Just as the Broderzingers paved the way for Yiddish theater, Pepi Litman’s proto-drag paved the way for gender-bending roles and performances – especially as Jews immigrated to the United States. But while the U.S. appeared, to Jewish immigrants, as a land of seemingly boundless opportunities and greater freedom, there were limits. Gender experimentation continued to follow more subtle, less explicitly queer tropes throughout the early 20th century, such as cross-cast roles or so-called “temporary transvestite” stories. Naomi Seidman explains.
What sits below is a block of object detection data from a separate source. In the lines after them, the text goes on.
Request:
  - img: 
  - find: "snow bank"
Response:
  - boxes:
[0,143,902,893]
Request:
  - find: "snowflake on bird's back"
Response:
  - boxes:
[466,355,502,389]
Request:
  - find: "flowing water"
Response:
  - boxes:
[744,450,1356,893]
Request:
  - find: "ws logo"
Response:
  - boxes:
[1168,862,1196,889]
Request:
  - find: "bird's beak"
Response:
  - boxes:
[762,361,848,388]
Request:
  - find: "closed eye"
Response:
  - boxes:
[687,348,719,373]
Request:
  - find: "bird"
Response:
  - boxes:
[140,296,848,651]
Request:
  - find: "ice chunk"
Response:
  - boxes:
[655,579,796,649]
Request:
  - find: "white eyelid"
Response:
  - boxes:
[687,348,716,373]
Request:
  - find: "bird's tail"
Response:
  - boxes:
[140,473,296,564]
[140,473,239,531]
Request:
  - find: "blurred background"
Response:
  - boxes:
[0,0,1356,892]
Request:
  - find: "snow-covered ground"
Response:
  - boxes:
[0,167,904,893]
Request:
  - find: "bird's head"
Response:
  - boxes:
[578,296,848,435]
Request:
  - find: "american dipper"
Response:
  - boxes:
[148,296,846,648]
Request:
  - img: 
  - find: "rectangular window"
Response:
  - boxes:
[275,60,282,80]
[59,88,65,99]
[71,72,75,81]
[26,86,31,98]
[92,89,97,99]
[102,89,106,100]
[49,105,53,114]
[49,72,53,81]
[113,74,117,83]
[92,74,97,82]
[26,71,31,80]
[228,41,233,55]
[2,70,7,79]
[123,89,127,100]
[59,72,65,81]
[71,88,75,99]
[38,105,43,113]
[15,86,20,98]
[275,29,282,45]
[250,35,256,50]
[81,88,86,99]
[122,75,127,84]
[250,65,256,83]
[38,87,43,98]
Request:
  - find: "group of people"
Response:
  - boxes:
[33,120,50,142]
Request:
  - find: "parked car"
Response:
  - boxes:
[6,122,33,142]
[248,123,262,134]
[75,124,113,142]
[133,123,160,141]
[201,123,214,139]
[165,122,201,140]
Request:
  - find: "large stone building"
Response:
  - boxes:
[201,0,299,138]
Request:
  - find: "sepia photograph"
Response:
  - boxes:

Seidman: So, the temporary transvestite story is where somebody for some non-sexual reason, let's call it. Let's say what we would call a straight person cross dresses for some strategic reason. And what happens after they cross dress for this strategic reason is that something that looks like gay sex happens, or gay flirtation happens, and there's a kind of panic, and then there's an unmasking, and then everybody's returned to their proper heterosexual roles.
Some of the standout Jewish stars of the stage, and by the 1930s, the screen as well, became known for crosscast or temporary transvestite roles. Here’s Golan Moskowitz again:
Moskowitz: Boris and Bessie Tomaszewski and Molly Picon in the Yiddish theater – she also did Yiddish films into the 30s – they are cast as temporary transvestites or cross cast. So, they are placed in the garb of a gender not associated with them off stage, whether throughout the entire film, or as an intentional form of disguise during the film. And in some ways, again, these reinforced binaries that already exist and social structures that already exist about certain dominant categories – the need to, for example, submit to heterosexual love and marriage by the end of Picon's film Yidl Mitn Fidl in the 30s.
Brief musical segment in Yiddish from the film, Yidl Mitn Fidl.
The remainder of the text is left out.